E guai se i genitori non corrispondono. Lei dice che i suoi genitori li adorava, li ubbidiva, li preveniva. Ma dopo queste osservazioni conveniamo insieme che anche oggi fortunatamente ci sono dei giovani all'antica.
Le domando: Ma chi e che compra? Di più i giovani? i bambini? gli anziani?
“Tutti” mi risponde. “Non posso assolutamente dire di più questi o di più quelli. Guardano, e c’e sempre qualche cosa che gradiscono e comprano. Mai mi hanno fatto sgarberie. Io, ripeto, sono stata sempre gentile coi clienti e loro sono stati sempre di buone creanze con me. Non ho mai avuto uno sgarbo. Mai”.¬
Alla domanda: ma al banco, sono migliori i giovani di oggi o quelli di ieri? Mi risponde:
“I giovani erano certo più posati, più calmi di quelli di oggi. ma insisto nel dire che mai nessuno, neppure da ragazzetti ho subito una villania e neppure un atto maleducato. Mi creda”.
Mi dice che una sola volta è andata in Municipio per chiedere. Era in tempo di guerra ed era afflitta da quel terribile mal di denti di cui abbiamo accennato sopra. Il podestà (e me ne fa il nome) mi disse che non poteva rilasciarmi la tessera di povertà, ma che mi dava lui stesso diecimila lire di tasca sua per potermi curare.
Io gli risposi: “Grazie, ma io chiedevo solo la tessera di povertà perché sono proprio povera ed ho la famiglia numerosa. Se non posso averla non mi importa. Si tenga pure le diecimila lire lei ed io mi tengo il mal di denti. Mi passerà. ¬Me ne andai e non salii più quelle scale. Quella è l'unica, ma proprio l'unica volta che ho steso la mano. Io ho fatto sempre tutto da me, senza disturbare mai nessuno. Il Signore però, devo dirlo, mi ha sempre aiutata”.¬
Vivente il marito, hanno comperato qui una vecchia stalla per cavalli. Il marito a poco a poco l’ha restaurata facendola diventare una casetta di quattro stanze, due per piano.

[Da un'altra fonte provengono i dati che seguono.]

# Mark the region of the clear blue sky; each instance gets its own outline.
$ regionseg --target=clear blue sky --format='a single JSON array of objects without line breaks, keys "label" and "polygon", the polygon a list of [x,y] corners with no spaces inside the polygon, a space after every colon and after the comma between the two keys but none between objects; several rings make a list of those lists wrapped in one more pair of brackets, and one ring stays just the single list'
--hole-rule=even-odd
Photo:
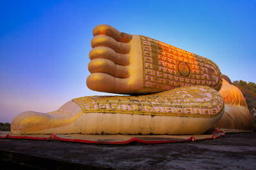
[{"label": "clear blue sky", "polygon": [[1,1],[0,122],[84,96],[100,24],[207,57],[256,82],[256,1]]}]

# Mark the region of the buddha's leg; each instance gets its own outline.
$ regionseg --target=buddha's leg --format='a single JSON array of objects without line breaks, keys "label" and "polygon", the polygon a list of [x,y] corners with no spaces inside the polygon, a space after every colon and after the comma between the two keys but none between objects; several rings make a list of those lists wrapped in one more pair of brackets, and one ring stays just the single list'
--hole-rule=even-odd
[{"label": "buddha's leg", "polygon": [[231,85],[231,81],[224,76],[223,85],[220,94],[224,99],[225,112],[221,119],[216,125],[216,127],[251,130],[251,114],[246,101],[241,90]]},{"label": "buddha's leg", "polygon": [[12,122],[16,134],[201,134],[221,117],[220,94],[205,87],[133,96],[88,96],[48,113],[24,112]]},{"label": "buddha's leg", "polygon": [[219,90],[222,78],[211,60],[161,41],[119,32],[108,25],[93,31],[87,78],[92,90],[149,94],[179,87]]}]

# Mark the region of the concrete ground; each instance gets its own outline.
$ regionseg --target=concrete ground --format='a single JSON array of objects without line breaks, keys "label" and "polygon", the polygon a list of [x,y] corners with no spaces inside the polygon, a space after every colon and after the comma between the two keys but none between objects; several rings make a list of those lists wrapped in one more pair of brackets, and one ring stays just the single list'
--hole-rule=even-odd
[{"label": "concrete ground", "polygon": [[256,132],[157,145],[0,139],[0,169],[256,169]]}]

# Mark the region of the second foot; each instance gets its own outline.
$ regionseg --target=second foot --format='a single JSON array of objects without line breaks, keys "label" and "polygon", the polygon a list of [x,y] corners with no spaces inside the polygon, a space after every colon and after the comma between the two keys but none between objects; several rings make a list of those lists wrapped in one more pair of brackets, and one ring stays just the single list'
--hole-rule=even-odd
[{"label": "second foot", "polygon": [[221,118],[220,94],[205,87],[180,87],[149,95],[86,96],[56,111],[27,111],[11,125],[15,134],[196,134]]}]

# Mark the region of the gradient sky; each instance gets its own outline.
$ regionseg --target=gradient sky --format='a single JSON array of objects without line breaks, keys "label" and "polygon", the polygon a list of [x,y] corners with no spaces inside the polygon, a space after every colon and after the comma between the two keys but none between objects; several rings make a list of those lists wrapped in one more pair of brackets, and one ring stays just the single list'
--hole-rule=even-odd
[{"label": "gradient sky", "polygon": [[0,122],[106,94],[86,85],[92,30],[106,24],[207,57],[256,82],[256,1],[1,1]]}]

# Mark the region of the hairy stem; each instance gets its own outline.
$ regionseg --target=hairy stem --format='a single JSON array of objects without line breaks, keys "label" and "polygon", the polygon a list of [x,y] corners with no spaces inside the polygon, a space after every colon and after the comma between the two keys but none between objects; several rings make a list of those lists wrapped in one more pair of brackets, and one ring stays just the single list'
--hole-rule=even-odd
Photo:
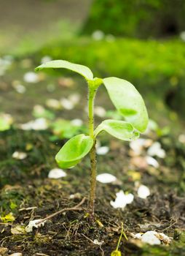
[{"label": "hairy stem", "polygon": [[95,138],[94,137],[94,99],[97,89],[89,84],[89,135],[93,139],[94,144],[90,152],[91,174],[90,174],[90,201],[89,201],[89,214],[90,219],[94,219],[95,209],[95,187],[96,187],[96,156],[95,156]]}]

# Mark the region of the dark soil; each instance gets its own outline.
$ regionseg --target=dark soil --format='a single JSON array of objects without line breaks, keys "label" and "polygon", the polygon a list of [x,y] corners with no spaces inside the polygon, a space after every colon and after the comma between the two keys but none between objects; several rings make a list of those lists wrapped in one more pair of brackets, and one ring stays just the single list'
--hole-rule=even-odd
[{"label": "dark soil", "polygon": [[[157,255],[162,253],[162,255],[185,253],[184,244],[183,246],[179,240],[184,236],[185,227],[182,166],[184,162],[181,162],[184,159],[185,151],[178,143],[173,144],[173,154],[177,157],[173,163],[173,167],[168,167],[168,163],[162,161],[160,170],[156,173],[152,167],[136,168],[135,171],[140,170],[142,174],[142,181],[151,188],[152,193],[143,200],[138,197],[135,191],[133,203],[121,211],[113,208],[109,202],[119,189],[134,192],[134,179],[128,175],[132,167],[129,164],[127,147],[122,143],[115,144],[112,140],[111,145],[114,149],[107,156],[98,157],[98,172],[111,173],[119,181],[111,185],[98,184],[95,217],[103,226],[98,225],[98,222],[94,225],[89,223],[86,218],[87,200],[82,206],[84,211],[67,211],[48,220],[44,227],[35,229],[33,233],[12,235],[12,227],[20,224],[26,225],[31,219],[44,218],[59,209],[74,206],[83,197],[88,197],[87,157],[75,168],[69,170],[66,178],[62,180],[47,178],[48,170],[55,166],[53,156],[60,148],[49,141],[50,135],[49,132],[20,130],[1,134],[1,211],[4,214],[12,211],[16,217],[13,223],[1,223],[1,246],[8,248],[9,253],[20,252],[23,255],[39,255],[39,253],[109,255],[116,248],[123,222],[128,238],[130,233],[150,230],[162,231],[174,238],[169,246],[152,246],[154,255],[157,252]],[[173,145],[172,140],[166,138],[161,140],[170,156],[172,148],[168,149],[166,140]],[[10,157],[15,149],[25,150],[28,143],[34,147],[27,151],[25,159],[16,160]],[[70,195],[74,195],[74,198],[69,199]],[[91,240],[95,239],[103,241],[102,246],[93,244]],[[120,250],[123,255],[145,255],[148,249],[151,254],[151,246],[141,246],[133,240],[126,241],[123,238]]]},{"label": "dark soil", "polygon": [[[28,86],[28,92],[22,96],[11,87],[11,78],[17,79],[16,75],[21,77],[20,74],[14,75],[12,71],[12,77],[7,75],[1,83],[2,110],[11,113],[16,121],[30,120],[34,105],[44,104],[48,97],[60,97],[76,89],[65,89],[63,95],[59,96],[59,90],[56,89],[49,96],[46,91],[44,93],[44,81],[39,86]],[[100,93],[97,101],[106,106],[109,102],[106,103],[103,94]],[[9,103],[13,99],[14,105]],[[84,100],[71,113],[63,111],[56,115],[84,119],[85,113],[82,110],[85,102],[84,97]],[[91,224],[87,217],[89,158],[87,157],[76,167],[67,170],[66,177],[48,178],[49,170],[56,167],[54,157],[65,142],[51,141],[51,136],[50,130],[23,131],[16,128],[0,133],[0,215],[12,212],[15,217],[14,222],[0,223],[0,244],[7,248],[7,255],[22,252],[28,256],[110,255],[117,247],[123,222],[129,239],[122,238],[119,249],[122,255],[185,255],[185,146],[176,137],[169,134],[161,137],[150,135],[150,138],[161,143],[167,154],[164,159],[157,159],[157,170],[134,165],[127,143],[109,136],[101,138],[102,145],[109,146],[110,151],[105,156],[98,156],[98,172],[114,174],[119,181],[112,184],[98,183],[96,221]],[[23,160],[15,159],[12,157],[15,151],[26,151],[28,157]],[[138,197],[135,181],[150,188],[151,195],[147,199]],[[110,205],[120,189],[135,195],[133,203],[124,211],[114,209]],[[26,226],[30,220],[74,207],[84,197],[87,200],[82,211],[67,211],[58,214],[32,233],[11,232],[11,228],[18,225]],[[151,230],[173,237],[172,243],[169,246],[149,246],[132,238],[131,233]],[[102,242],[102,245],[95,244],[95,239]]]}]

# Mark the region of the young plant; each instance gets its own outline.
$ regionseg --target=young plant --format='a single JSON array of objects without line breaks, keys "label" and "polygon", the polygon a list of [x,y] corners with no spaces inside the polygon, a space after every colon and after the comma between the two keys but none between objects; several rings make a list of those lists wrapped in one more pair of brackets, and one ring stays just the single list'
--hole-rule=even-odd
[{"label": "young plant", "polygon": [[[136,89],[125,80],[117,78],[93,78],[91,70],[85,66],[57,60],[43,64],[36,70],[64,68],[82,75],[88,86],[88,135],[80,134],[70,139],[55,157],[58,165],[64,169],[77,165],[89,152],[91,163],[89,214],[94,219],[96,187],[96,138],[102,131],[122,140],[137,139],[148,124],[148,114],[144,102]],[[98,87],[103,84],[110,99],[125,121],[105,120],[94,128],[94,99]]]}]

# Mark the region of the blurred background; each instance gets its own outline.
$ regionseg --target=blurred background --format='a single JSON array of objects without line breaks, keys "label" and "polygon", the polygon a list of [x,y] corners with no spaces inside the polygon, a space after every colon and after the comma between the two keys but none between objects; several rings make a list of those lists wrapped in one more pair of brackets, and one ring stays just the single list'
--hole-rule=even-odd
[{"label": "blurred background", "polygon": [[[0,3],[1,111],[15,120],[24,112],[29,116],[34,105],[50,96],[51,78],[43,75],[32,83],[25,74],[34,78],[35,66],[61,59],[88,66],[95,76],[130,80],[143,94],[150,117],[162,126],[176,121],[179,132],[185,113],[184,0]],[[55,80],[51,97],[65,94],[54,89]]]}]

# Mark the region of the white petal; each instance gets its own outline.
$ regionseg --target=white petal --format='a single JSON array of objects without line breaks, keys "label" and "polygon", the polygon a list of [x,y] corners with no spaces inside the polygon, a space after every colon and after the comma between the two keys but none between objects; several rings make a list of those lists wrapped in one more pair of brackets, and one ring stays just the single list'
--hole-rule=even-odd
[{"label": "white petal", "polygon": [[141,185],[138,189],[138,195],[141,198],[146,198],[150,195],[150,191],[148,187],[144,185]]},{"label": "white petal", "polygon": [[172,238],[170,238],[169,236],[166,236],[163,233],[158,233],[157,237],[162,240],[165,244],[170,244],[172,241]]},{"label": "white petal", "polygon": [[138,233],[137,234],[134,235],[134,238],[141,239],[142,235],[142,233]]},{"label": "white petal", "polygon": [[120,190],[116,194],[117,197],[115,201],[111,201],[110,204],[114,208],[124,208],[127,204],[130,204],[133,202],[134,196],[133,194],[125,195],[122,190]]},{"label": "white petal", "polygon": [[44,222],[42,222],[41,223],[37,224],[38,222],[39,222],[42,220],[42,219],[31,220],[29,222],[28,225],[25,228],[25,231],[27,233],[32,232],[34,227],[36,227],[36,228],[38,228],[39,227],[44,226],[46,221],[44,221]]},{"label": "white petal", "polygon": [[60,104],[63,108],[66,108],[68,110],[71,110],[74,107],[74,103],[66,98],[61,99]]},{"label": "white petal", "polygon": [[93,241],[93,243],[95,244],[97,244],[97,245],[102,245],[103,244],[103,241],[102,241],[101,242],[99,242],[99,241],[98,239],[95,239]]},{"label": "white petal", "polygon": [[46,102],[46,105],[49,108],[52,108],[57,109],[57,110],[60,109],[61,107],[60,101],[58,99],[47,99]]},{"label": "white petal", "polygon": [[92,37],[96,41],[102,40],[104,37],[104,33],[101,30],[95,30],[92,34]]},{"label": "white petal", "polygon": [[12,157],[16,159],[23,160],[27,157],[27,154],[25,152],[15,151],[12,154]]},{"label": "white petal", "polygon": [[38,83],[39,80],[39,75],[34,72],[28,72],[24,75],[24,80],[27,83]]},{"label": "white petal", "polygon": [[142,236],[141,241],[151,245],[160,244],[160,240],[156,236],[157,236],[157,232],[147,231]]},{"label": "white petal", "polygon": [[71,124],[74,125],[75,127],[81,127],[83,124],[82,120],[81,119],[74,119],[71,121]]},{"label": "white petal", "polygon": [[48,174],[48,178],[60,178],[66,176],[66,173],[62,169],[59,168],[51,170]]},{"label": "white petal", "polygon": [[20,129],[24,130],[35,129],[42,130],[46,129],[48,127],[47,121],[45,118],[36,118],[34,121],[30,121],[25,124],[21,124],[20,125]]},{"label": "white petal", "polygon": [[166,155],[165,150],[161,148],[161,144],[158,141],[154,142],[149,147],[147,153],[151,157],[157,156],[160,158],[165,158]]},{"label": "white petal", "polygon": [[106,116],[106,110],[100,106],[96,106],[95,108],[95,114],[99,117],[104,117]]},{"label": "white petal", "polygon": [[185,143],[185,135],[182,134],[178,136],[178,140],[181,143]]},{"label": "white petal", "polygon": [[96,148],[96,153],[99,155],[106,154],[109,151],[109,148],[108,146],[102,146]]},{"label": "white petal", "polygon": [[129,145],[131,149],[136,153],[138,155],[140,155],[142,152],[142,149],[145,143],[145,139],[138,139],[136,140],[131,141]]},{"label": "white petal", "polygon": [[41,64],[44,64],[44,63],[47,62],[47,61],[52,61],[52,58],[50,56],[44,56],[44,57],[42,58]]},{"label": "white petal", "polygon": [[96,180],[101,183],[111,183],[117,180],[117,178],[110,173],[101,173],[97,176]]},{"label": "white petal", "polygon": [[146,156],[146,160],[148,165],[154,166],[155,168],[158,168],[160,167],[159,162],[152,157]]}]

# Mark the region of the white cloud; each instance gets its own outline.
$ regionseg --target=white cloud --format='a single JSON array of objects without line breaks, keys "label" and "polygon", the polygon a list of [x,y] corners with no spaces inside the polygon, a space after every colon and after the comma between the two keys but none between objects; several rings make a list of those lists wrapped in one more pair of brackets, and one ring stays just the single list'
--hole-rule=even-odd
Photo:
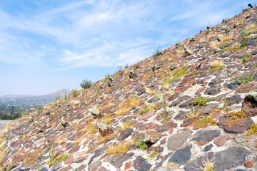
[{"label": "white cloud", "polygon": [[[0,30],[5,33],[0,33],[0,61],[46,61],[59,69],[132,63],[151,56],[154,46],[186,38],[194,31],[191,28],[218,22],[231,11],[221,8],[224,3],[75,1],[33,16],[0,9]],[[48,55],[51,61],[44,58]]]}]

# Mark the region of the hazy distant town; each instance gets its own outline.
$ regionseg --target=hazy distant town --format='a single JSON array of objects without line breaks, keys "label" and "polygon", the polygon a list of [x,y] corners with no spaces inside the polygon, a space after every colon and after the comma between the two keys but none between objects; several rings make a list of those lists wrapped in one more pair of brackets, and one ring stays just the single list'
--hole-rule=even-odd
[{"label": "hazy distant town", "polygon": [[61,90],[45,95],[8,95],[0,97],[0,120],[14,120],[54,102],[70,92]]}]

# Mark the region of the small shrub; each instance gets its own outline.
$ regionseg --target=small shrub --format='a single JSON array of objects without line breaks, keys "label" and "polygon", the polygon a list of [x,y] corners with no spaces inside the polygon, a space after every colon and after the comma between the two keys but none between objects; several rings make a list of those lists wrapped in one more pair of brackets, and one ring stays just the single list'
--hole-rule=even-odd
[{"label": "small shrub", "polygon": [[154,90],[151,90],[151,89],[146,88],[146,93],[148,93],[148,95],[152,95],[152,94],[154,93],[155,91],[154,91]]},{"label": "small shrub", "polygon": [[131,142],[121,142],[119,144],[112,144],[108,146],[106,150],[104,151],[107,155],[114,155],[115,157],[121,153],[126,153],[128,150],[128,147],[133,143]]},{"label": "small shrub", "polygon": [[221,68],[224,65],[223,61],[221,60],[215,60],[213,61],[209,62],[209,64],[211,66],[212,68]]},{"label": "small shrub", "polygon": [[210,33],[208,36],[208,38],[213,38],[213,37],[216,37],[216,36],[218,36],[218,34],[215,34],[215,33]]},{"label": "small shrub", "polygon": [[157,150],[152,150],[150,152],[150,154],[147,155],[147,157],[148,159],[153,160],[154,157],[156,157],[158,155],[158,153],[159,153],[158,148],[157,148]]},{"label": "small shrub", "polygon": [[118,110],[116,110],[116,115],[124,115],[125,113],[126,113],[127,112],[128,112],[130,110],[130,108],[121,108],[120,109],[119,109]]},{"label": "small shrub", "polygon": [[206,105],[207,102],[213,101],[214,99],[210,98],[196,97],[193,101],[195,105]]},{"label": "small shrub", "polygon": [[247,36],[248,33],[247,31],[244,30],[241,32],[241,35],[243,37],[243,39],[241,41],[241,43],[239,45],[239,48],[241,49],[242,48],[246,47],[246,36]]},{"label": "small shrub", "polygon": [[109,79],[110,79],[110,74],[109,73],[104,74],[104,80],[108,81]]},{"label": "small shrub", "polygon": [[84,89],[87,89],[90,88],[90,86],[93,84],[93,82],[91,81],[84,80],[82,81],[82,83],[79,84]]},{"label": "small shrub", "polygon": [[36,107],[36,109],[39,110],[43,110],[43,108],[44,108],[43,105],[38,105]]},{"label": "small shrub", "polygon": [[95,128],[95,124],[89,124],[86,128],[86,131],[89,135],[93,135],[97,133],[97,130]]},{"label": "small shrub", "polygon": [[111,117],[108,117],[105,120],[104,120],[104,123],[106,124],[106,125],[110,125],[111,123],[111,121],[112,121],[112,118]]},{"label": "small shrub", "polygon": [[222,36],[221,38],[221,41],[222,43],[224,43],[226,41],[231,40],[233,38],[233,34],[230,34],[230,35],[226,36]]},{"label": "small shrub", "polygon": [[241,124],[246,119],[248,115],[242,110],[238,112],[231,112],[225,114],[228,121],[224,123],[227,126],[233,126],[236,124]]},{"label": "small shrub", "polygon": [[54,159],[53,160],[50,160],[48,162],[49,165],[53,165],[54,163],[56,163],[56,162],[64,162],[65,161],[66,159],[68,159],[72,154],[71,153],[69,153],[67,155],[66,154],[62,154],[59,157]]},{"label": "small shrub", "polygon": [[160,46],[156,47],[153,53],[153,58],[156,58],[157,56],[161,55],[161,50],[160,50]]},{"label": "small shrub", "polygon": [[191,72],[189,74],[187,74],[186,76],[186,77],[196,77],[198,75],[200,75],[201,73],[203,73],[202,71],[197,71],[197,70],[193,70],[192,71],[192,72]]},{"label": "small shrub", "polygon": [[136,147],[142,151],[144,151],[147,149],[147,145],[143,140],[137,142]]},{"label": "small shrub", "polygon": [[257,124],[253,123],[247,131],[247,135],[257,135]]},{"label": "small shrub", "polygon": [[202,166],[200,169],[203,171],[212,171],[214,168],[214,162],[212,158],[205,157],[202,160]]},{"label": "small shrub", "polygon": [[247,83],[252,81],[257,77],[257,74],[253,73],[245,73],[241,76],[232,77],[232,83],[233,84],[242,84]]},{"label": "small shrub", "polygon": [[147,107],[147,108],[141,108],[141,109],[140,109],[140,110],[139,110],[139,113],[143,114],[143,113],[147,113],[147,112],[148,112],[148,111],[151,111],[151,110],[152,110],[153,109],[153,108],[152,106],[148,106],[148,107]]},{"label": "small shrub", "polygon": [[197,118],[201,114],[201,110],[199,108],[192,108],[189,113],[186,115],[186,117],[188,119]]},{"label": "small shrub", "polygon": [[75,90],[75,89],[72,90],[71,94],[72,94],[72,96],[76,98],[78,95],[78,90]]},{"label": "small shrub", "polygon": [[124,130],[128,128],[132,128],[133,125],[131,125],[131,121],[130,121],[129,123],[121,123],[121,130]]},{"label": "small shrub", "polygon": [[208,123],[212,124],[213,125],[215,125],[215,124],[216,123],[216,122],[213,120],[213,117],[212,115],[211,115],[210,116],[207,116],[206,118],[201,120],[196,120],[193,123],[193,126],[197,125],[196,128],[205,128]]},{"label": "small shrub", "polygon": [[177,80],[180,77],[185,76],[186,73],[188,73],[189,71],[186,70],[186,68],[187,66],[183,66],[180,67],[176,70],[173,70],[172,72],[173,80]]}]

“Ha soffitti bassi, è semplice, linda, dignitosa. A me piace”.
Sono venuto qui all’improvviso eppure nulla è fuori posto.
“Ho sempre penato”, mi dice, “ho sempre lavorato, ma mi trovo contenta e pronta a seguitare finché il Signore me lo permetterà”.¬
Mi complimento con lei perché io più di sessantacinque anni non le avrei dato. E lei:
“E tutti mi dicono così, invece sono oramai tanti di più e si incominciano a sentire”.